Der WLAN-Markt ist nach wie vor kräftig in Bewegung – im Business-Sektor geht die Reise weiter rasant in Richtung Professionalisierung. Für die Zentralisierung von Management- und Sicherheitsfunktionen gehören dabei WLAN-Switches und spezielle Appliances zur Standardausrüstung. Bei den einzelnen Produkten existieren jedoch zahlreiche Unterschiede – neben vielen kleineren Details sind davon vor allem QoS-Funktionen und die dynamische Konfigurationsanpassung auf der Basis der funktechnischen Umgebungssituation betroffen. Letzteres macht sich vor allem im Hinblick auf eine Gesamtkostenkalkulation bemerkbar.

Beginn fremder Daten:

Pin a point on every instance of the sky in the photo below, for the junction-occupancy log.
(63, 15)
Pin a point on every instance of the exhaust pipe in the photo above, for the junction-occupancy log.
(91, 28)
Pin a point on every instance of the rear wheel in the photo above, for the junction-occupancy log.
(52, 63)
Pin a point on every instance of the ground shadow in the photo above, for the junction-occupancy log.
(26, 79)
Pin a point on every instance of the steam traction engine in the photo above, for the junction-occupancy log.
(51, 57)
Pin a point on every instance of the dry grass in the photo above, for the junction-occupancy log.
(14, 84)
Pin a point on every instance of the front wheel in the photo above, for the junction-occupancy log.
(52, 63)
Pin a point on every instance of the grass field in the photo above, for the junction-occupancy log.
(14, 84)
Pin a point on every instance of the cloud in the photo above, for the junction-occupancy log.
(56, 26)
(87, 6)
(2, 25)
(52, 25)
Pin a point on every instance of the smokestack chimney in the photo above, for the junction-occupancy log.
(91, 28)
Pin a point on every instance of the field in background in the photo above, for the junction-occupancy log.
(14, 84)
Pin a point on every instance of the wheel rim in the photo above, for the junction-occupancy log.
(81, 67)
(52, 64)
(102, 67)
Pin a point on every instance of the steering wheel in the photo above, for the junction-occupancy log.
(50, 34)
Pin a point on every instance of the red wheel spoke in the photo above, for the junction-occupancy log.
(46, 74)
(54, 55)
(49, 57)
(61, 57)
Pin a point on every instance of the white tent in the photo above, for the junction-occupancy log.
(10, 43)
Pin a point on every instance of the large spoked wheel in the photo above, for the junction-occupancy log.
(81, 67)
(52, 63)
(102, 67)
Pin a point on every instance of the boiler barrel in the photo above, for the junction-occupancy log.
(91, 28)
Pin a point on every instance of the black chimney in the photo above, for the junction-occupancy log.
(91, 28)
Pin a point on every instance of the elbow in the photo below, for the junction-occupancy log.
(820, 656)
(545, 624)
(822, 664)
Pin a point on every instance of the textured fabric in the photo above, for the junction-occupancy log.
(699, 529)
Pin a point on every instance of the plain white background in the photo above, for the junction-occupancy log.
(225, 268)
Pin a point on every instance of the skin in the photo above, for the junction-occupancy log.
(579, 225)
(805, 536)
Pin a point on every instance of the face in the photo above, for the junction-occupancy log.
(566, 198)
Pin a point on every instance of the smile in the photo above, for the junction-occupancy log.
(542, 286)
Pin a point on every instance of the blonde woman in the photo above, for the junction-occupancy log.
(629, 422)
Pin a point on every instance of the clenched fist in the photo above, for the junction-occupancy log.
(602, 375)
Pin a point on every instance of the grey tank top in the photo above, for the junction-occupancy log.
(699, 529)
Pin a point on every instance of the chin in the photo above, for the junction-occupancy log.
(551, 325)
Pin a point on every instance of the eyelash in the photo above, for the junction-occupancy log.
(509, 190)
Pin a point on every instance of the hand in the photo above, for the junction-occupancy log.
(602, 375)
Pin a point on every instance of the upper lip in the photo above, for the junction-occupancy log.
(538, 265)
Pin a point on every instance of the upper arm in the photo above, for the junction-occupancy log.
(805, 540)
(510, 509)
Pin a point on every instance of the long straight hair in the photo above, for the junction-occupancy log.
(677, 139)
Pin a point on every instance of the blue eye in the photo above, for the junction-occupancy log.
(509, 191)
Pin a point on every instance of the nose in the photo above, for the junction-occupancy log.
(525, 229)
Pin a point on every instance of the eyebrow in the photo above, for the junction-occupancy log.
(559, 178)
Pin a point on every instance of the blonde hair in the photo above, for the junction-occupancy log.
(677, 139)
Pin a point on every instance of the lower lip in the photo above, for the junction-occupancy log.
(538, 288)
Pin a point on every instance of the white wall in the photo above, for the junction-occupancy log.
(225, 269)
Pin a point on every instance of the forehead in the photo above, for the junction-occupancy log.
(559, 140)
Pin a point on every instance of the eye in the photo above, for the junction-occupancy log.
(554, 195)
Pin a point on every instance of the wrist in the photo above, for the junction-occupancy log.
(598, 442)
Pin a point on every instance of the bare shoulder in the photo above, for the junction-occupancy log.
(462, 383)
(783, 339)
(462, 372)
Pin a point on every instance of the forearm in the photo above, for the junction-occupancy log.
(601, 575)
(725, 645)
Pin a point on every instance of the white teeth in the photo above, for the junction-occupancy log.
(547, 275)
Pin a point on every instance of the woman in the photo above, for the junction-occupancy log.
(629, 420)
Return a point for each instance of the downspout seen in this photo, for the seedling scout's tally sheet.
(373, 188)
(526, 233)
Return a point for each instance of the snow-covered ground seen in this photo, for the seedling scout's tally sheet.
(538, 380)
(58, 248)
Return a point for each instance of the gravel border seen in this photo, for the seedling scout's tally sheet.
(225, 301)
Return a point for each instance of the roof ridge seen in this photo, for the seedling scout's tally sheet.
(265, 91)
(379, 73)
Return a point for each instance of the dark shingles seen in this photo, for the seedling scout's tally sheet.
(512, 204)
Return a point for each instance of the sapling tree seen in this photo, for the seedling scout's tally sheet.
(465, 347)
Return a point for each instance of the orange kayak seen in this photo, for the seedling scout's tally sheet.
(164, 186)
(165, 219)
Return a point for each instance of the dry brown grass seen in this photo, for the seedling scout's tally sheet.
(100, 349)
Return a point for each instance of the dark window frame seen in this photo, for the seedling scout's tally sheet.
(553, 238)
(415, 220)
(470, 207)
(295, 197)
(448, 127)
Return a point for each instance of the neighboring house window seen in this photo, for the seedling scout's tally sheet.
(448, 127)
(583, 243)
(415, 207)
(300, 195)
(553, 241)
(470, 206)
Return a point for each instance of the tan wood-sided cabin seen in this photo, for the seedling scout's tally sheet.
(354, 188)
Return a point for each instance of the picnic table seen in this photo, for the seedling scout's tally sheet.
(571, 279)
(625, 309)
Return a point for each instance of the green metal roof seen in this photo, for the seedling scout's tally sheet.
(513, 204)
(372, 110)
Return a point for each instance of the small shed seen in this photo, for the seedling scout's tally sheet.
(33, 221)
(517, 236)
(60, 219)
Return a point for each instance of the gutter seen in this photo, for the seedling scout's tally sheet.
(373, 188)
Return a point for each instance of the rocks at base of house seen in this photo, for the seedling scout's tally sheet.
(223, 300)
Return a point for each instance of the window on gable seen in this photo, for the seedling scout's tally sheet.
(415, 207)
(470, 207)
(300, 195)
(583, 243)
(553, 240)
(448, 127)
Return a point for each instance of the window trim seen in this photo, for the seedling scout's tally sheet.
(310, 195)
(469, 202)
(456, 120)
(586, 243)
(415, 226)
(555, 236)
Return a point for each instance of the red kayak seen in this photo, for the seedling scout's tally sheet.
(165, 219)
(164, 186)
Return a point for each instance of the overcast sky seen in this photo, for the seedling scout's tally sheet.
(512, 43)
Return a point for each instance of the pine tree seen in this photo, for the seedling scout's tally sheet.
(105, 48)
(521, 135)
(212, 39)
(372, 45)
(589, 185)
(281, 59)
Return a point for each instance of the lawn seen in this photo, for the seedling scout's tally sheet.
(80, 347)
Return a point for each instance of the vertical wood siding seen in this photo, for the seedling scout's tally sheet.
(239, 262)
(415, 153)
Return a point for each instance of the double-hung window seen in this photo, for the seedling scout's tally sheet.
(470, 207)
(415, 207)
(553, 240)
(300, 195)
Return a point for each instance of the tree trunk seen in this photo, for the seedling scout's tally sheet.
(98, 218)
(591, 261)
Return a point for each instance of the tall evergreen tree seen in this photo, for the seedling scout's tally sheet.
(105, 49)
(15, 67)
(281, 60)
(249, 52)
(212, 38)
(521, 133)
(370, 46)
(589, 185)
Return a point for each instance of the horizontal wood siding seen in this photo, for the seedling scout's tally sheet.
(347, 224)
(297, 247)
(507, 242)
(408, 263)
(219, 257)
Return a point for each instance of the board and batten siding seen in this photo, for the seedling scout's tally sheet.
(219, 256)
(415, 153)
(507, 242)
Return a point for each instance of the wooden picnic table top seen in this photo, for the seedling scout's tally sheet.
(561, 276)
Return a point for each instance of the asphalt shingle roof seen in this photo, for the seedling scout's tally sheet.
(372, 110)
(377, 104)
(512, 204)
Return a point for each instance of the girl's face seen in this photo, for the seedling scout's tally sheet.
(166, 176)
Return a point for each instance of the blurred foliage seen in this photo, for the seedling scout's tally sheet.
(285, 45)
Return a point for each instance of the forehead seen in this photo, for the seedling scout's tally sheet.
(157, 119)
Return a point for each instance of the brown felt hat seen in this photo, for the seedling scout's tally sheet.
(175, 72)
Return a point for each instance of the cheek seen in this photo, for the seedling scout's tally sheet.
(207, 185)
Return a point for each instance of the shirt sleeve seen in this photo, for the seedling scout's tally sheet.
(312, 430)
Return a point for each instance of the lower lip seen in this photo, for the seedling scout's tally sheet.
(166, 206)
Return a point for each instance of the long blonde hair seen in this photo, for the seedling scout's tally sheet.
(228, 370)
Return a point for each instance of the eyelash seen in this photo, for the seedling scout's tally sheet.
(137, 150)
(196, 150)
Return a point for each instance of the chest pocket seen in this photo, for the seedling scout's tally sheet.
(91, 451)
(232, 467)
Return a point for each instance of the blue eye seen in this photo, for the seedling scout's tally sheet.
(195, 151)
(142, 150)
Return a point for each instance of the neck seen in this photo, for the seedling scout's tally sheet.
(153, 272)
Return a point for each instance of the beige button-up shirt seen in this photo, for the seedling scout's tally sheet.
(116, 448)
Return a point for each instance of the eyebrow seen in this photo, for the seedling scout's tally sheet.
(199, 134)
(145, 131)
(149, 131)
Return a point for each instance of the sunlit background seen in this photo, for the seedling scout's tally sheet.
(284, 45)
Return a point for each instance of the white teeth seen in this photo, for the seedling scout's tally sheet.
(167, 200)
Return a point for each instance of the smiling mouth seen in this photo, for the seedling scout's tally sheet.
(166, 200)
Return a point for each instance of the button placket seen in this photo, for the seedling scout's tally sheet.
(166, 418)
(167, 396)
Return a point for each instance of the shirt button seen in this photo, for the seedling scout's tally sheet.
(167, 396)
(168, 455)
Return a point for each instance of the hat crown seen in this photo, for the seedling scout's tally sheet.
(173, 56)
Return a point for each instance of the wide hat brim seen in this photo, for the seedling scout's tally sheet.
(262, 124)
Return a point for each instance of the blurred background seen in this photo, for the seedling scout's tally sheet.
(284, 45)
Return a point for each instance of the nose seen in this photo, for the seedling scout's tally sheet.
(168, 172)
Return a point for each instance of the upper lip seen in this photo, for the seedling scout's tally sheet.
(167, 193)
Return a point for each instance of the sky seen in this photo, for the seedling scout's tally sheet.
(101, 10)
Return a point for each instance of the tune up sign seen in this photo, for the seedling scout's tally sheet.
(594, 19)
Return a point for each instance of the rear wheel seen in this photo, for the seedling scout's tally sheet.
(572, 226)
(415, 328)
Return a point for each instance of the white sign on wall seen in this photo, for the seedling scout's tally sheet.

Die aktuelle WLAN-Switch-Produktfamilie von Aruba mit Switches, Access Points und Air-Monitoren Quelle: Aruba Networks
Access-Point-zentrische WLAN-Strukturen haben in Unternehmen mehr und mehr ausgedient. Beliebteste Methode, das zent-rale (Security-)Management zur Verfügung zu stellen, ist derzeit die Implementierung von speziellen WLAN-Switches in Verbindung mit korrespondierenden Access Points (APs). Appliance-Lösungen, die sich als eine Art Overlay-Netzwerk über eine vorhandene Infrastruktur beliebiger Standard-APs stülpen, konnten sich nicht durchsetzen. Dagegen sind Appliances, die mithilfe eines Managementsystems spezielle (intelligente) APs mit üblichen LAN- oder Backbone-Switches kombinieren, weiter im Rennen.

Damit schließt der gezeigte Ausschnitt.